It is rare to follow up a review with an analysis, but PHANTASTES by Geo MacDonald merits the attention.
First, it is such an extraordinary book, quite unlike its precursors or epigones. It mimics carefully the characters and tropes of fairy tales, knights and spites and evils trees, goblins and living statues and wise old crones and so on, but uses them to depict psychological or metaphysical musings on the nature of art, imagination, and spiritual reality. Unlike a fairy tale, this work is not structured around a plot, but around a motif. Like its narrator, whose name means wayward, PHANTATES is a wayward book. None of those following his footsteps, nor Lewis, nor Tolkien, follow this waywardness.

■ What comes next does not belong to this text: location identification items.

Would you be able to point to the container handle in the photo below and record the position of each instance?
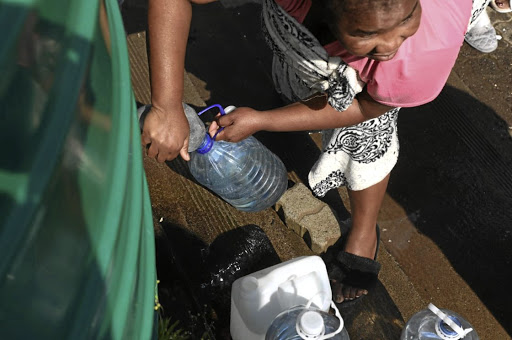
(222, 113)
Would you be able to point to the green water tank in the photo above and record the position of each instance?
(77, 257)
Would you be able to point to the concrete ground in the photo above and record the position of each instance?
(446, 229)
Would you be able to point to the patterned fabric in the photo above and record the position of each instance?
(357, 156)
(301, 66)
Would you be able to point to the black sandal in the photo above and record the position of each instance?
(355, 271)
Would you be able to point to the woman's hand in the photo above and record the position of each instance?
(238, 125)
(166, 134)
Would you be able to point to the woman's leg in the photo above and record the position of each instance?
(362, 239)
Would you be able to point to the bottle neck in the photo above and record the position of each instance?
(206, 145)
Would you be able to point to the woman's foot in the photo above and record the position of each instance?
(364, 245)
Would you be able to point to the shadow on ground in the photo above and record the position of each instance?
(454, 175)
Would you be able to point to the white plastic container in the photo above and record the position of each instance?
(256, 299)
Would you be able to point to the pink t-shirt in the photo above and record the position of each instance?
(419, 70)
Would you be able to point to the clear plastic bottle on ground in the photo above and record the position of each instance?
(246, 174)
(304, 322)
(434, 323)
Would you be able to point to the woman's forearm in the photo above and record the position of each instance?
(299, 117)
(169, 24)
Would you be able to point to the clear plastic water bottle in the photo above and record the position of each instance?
(434, 323)
(246, 174)
(305, 322)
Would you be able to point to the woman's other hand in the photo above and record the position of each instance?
(238, 125)
(166, 134)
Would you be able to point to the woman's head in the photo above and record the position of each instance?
(373, 28)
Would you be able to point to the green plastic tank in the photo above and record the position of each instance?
(76, 233)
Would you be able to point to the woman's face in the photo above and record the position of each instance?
(376, 32)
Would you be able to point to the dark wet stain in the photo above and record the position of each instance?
(196, 278)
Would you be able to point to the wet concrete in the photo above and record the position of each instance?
(446, 219)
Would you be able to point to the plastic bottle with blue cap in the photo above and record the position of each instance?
(434, 323)
(246, 174)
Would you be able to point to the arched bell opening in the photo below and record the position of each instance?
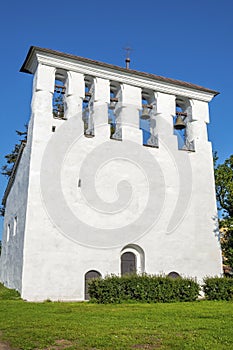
(147, 118)
(59, 95)
(182, 116)
(89, 276)
(115, 127)
(87, 107)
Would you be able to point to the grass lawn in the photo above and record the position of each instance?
(196, 325)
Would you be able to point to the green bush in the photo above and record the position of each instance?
(218, 288)
(145, 288)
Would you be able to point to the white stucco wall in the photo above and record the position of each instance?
(87, 224)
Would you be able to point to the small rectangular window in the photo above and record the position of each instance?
(15, 226)
(8, 232)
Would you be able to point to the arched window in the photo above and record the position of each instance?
(88, 276)
(182, 122)
(174, 274)
(128, 263)
(59, 107)
(147, 118)
(88, 107)
(115, 128)
(132, 259)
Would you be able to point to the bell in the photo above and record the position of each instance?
(145, 114)
(179, 124)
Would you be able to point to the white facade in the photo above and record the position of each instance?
(77, 203)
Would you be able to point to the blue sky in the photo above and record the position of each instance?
(186, 40)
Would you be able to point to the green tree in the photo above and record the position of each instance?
(224, 194)
(7, 168)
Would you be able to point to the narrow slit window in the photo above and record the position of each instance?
(8, 232)
(15, 226)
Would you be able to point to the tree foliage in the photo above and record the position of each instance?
(224, 194)
(11, 158)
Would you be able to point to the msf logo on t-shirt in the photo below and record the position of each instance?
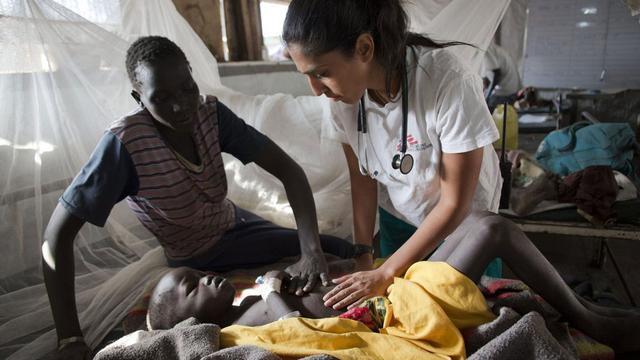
(413, 144)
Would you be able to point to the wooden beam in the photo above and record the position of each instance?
(204, 18)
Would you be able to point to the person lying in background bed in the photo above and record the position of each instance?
(422, 311)
(165, 158)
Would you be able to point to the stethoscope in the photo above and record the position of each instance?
(401, 161)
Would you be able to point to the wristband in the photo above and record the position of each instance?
(63, 343)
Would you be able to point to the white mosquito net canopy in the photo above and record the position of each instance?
(63, 81)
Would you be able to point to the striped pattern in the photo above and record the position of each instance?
(187, 211)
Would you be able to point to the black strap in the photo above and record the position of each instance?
(405, 107)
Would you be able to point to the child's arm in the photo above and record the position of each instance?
(58, 269)
(270, 292)
(312, 264)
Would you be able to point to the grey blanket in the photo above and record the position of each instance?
(525, 328)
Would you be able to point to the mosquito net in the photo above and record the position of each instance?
(63, 81)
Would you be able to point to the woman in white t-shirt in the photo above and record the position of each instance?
(360, 54)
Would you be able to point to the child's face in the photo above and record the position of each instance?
(169, 93)
(204, 296)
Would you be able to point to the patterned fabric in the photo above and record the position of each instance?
(371, 312)
(186, 210)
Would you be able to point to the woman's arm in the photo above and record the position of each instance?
(364, 199)
(458, 180)
(312, 264)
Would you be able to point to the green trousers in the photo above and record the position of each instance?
(394, 232)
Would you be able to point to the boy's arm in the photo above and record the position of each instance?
(312, 264)
(58, 269)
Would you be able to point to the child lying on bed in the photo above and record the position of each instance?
(423, 311)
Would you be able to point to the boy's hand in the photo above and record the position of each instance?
(306, 272)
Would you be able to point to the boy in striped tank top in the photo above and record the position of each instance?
(165, 160)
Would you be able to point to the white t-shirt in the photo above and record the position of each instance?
(498, 58)
(447, 113)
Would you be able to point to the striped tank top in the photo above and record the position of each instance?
(184, 207)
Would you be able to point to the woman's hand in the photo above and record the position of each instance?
(306, 273)
(354, 288)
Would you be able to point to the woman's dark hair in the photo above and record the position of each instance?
(321, 26)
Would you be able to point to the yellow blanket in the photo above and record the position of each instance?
(427, 307)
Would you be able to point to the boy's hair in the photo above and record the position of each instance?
(149, 49)
(160, 314)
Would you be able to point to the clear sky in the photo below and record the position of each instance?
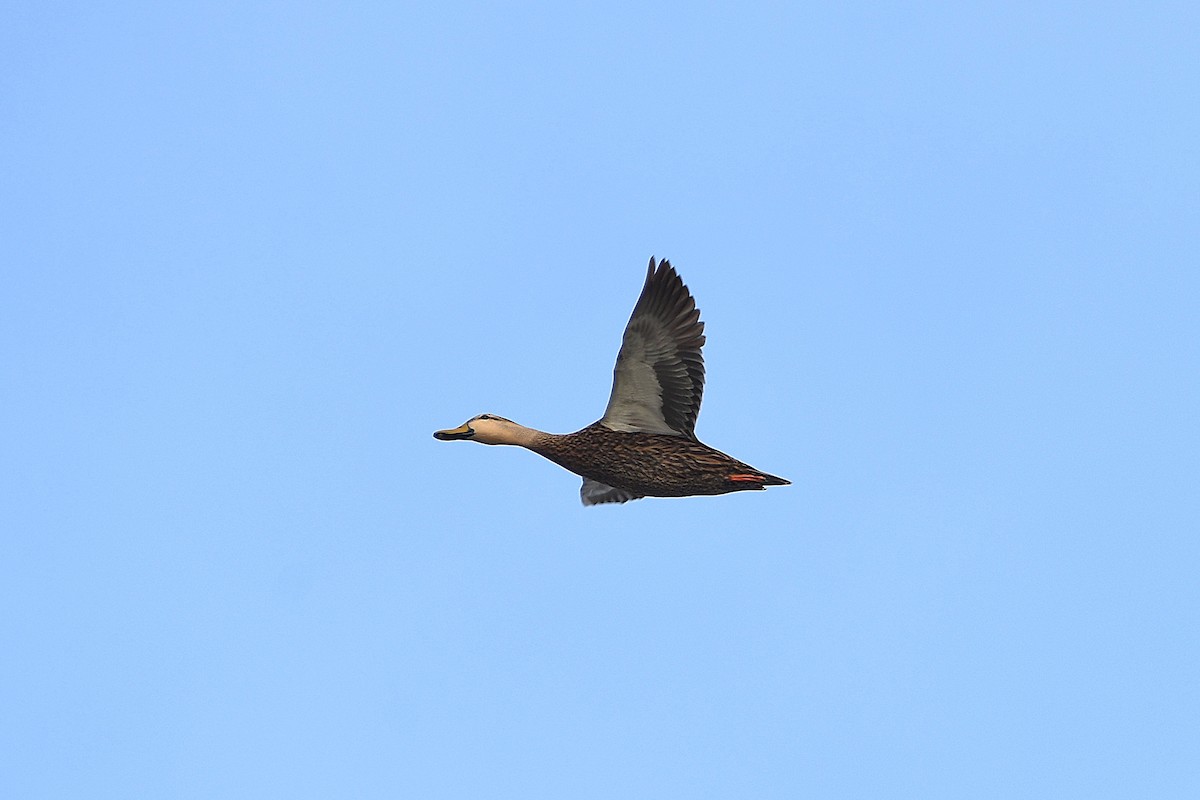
(255, 253)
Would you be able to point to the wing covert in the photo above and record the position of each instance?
(659, 378)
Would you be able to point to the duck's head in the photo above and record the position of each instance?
(485, 428)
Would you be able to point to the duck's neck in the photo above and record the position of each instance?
(528, 438)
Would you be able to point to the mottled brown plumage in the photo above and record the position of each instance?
(645, 445)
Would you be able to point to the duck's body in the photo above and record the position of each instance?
(645, 445)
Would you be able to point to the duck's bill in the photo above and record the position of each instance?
(462, 432)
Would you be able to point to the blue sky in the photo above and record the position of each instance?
(255, 253)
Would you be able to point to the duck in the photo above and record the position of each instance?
(645, 445)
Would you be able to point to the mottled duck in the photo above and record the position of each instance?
(645, 445)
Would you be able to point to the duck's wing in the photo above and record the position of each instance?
(659, 377)
(594, 492)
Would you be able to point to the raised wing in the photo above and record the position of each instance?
(659, 378)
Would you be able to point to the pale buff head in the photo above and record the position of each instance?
(489, 429)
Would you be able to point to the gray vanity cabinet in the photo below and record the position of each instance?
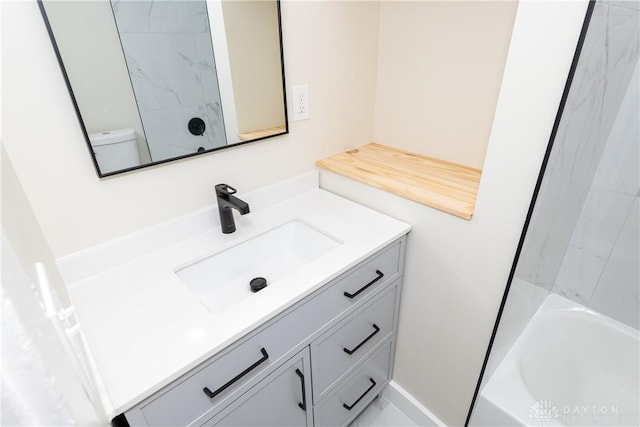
(320, 362)
(281, 399)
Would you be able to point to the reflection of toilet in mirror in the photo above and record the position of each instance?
(115, 150)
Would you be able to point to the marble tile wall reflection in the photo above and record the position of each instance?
(169, 55)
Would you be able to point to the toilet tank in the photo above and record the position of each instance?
(115, 149)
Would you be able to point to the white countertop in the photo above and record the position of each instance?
(146, 328)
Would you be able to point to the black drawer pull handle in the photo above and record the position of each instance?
(211, 394)
(302, 405)
(377, 329)
(347, 407)
(380, 276)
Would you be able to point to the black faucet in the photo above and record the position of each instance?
(226, 201)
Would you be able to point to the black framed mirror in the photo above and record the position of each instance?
(157, 81)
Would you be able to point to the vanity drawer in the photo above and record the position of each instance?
(365, 279)
(349, 342)
(356, 392)
(244, 364)
(231, 373)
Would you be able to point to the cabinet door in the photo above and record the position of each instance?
(281, 399)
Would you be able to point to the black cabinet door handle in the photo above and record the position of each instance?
(376, 330)
(380, 276)
(302, 405)
(211, 394)
(350, 407)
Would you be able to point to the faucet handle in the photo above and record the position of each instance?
(225, 190)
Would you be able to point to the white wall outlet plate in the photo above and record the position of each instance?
(300, 101)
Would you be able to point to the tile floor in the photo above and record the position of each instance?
(382, 413)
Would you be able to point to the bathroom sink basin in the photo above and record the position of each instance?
(222, 279)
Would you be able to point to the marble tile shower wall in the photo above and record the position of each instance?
(586, 147)
(601, 268)
(168, 51)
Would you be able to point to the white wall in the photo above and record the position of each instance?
(456, 270)
(329, 45)
(254, 50)
(440, 66)
(24, 244)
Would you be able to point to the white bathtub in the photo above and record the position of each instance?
(570, 366)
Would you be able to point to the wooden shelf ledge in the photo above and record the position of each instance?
(447, 186)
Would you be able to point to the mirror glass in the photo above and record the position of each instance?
(155, 81)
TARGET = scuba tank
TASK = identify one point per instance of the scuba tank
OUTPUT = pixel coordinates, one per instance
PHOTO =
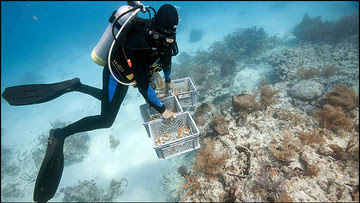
(101, 51)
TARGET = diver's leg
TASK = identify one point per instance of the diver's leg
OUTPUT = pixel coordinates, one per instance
(112, 96)
(92, 91)
(52, 166)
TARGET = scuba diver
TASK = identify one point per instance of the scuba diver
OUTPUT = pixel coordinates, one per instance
(139, 44)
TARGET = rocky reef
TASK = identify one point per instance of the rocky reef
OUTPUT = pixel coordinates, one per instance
(87, 191)
(295, 139)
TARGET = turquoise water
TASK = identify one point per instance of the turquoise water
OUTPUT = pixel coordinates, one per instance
(46, 42)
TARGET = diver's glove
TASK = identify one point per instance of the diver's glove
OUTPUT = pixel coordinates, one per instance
(168, 89)
(168, 116)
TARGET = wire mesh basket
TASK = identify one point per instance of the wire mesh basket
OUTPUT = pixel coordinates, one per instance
(149, 114)
(179, 136)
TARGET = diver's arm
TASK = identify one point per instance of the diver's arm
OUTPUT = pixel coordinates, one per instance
(142, 77)
(166, 66)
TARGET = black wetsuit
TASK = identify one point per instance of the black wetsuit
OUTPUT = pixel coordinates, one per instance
(113, 93)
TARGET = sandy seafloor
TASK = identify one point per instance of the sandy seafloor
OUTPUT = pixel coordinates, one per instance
(31, 52)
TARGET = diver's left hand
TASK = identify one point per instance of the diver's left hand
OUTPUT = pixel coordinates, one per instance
(168, 116)
(168, 89)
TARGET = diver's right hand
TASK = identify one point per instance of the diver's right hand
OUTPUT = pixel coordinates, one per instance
(168, 115)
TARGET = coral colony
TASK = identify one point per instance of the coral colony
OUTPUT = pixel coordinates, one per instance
(292, 136)
(296, 139)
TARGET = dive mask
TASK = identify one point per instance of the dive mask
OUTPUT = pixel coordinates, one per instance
(158, 36)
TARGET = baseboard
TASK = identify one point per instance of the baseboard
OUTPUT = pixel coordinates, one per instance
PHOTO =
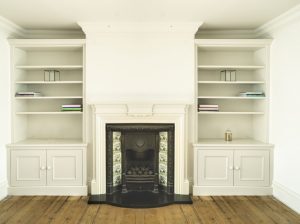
(3, 189)
(287, 196)
(49, 190)
(230, 190)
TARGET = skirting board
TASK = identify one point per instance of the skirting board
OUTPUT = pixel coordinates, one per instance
(3, 189)
(224, 190)
(49, 190)
(286, 196)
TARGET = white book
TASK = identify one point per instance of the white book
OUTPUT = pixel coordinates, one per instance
(209, 105)
(71, 105)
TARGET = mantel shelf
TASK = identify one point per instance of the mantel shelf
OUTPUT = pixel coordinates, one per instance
(231, 112)
(38, 67)
(46, 82)
(231, 97)
(47, 97)
(238, 67)
(231, 82)
(49, 113)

Second, albeit often forgotten, PHANTASTES is arguably the father of modern fantasy genre. Geo. MacDonald predates Wm. Morris’ WOOD BEYOND THE WORLD by thirty-six years. To put it in perspective, ALICE IN WONDERLAND was published seven years after, and MOBY-DICK seven years before.
Third, the book is so odd that I cannot say I have read any other like it, albeit I boast a library of fantasy both wide and deep.
It is a not book I dare praise or dispraise to another, for I cannot tell whom it will fascinate and attract or bore and repel.
And, unlike every other thing I have reviewed, this is not a matter of taste or judgment. It is deeper than that. Some souls need baptism in such a work as this, and others simply do not. Those whom the horns of elfland faintly calling from the far hills must follow them: others cannot hear.
For these three reasons, the work merits more than a review. It merits profound study, but, alas, this critic is only capable of shallow and cursory examination, therefore my beloved readers must bring their own deeper wits to bear on my remarks below, should any venture into the wayward elfin forest of Fairy Land MacDonald reflects in his book.
The book is not meant to be open to analysis.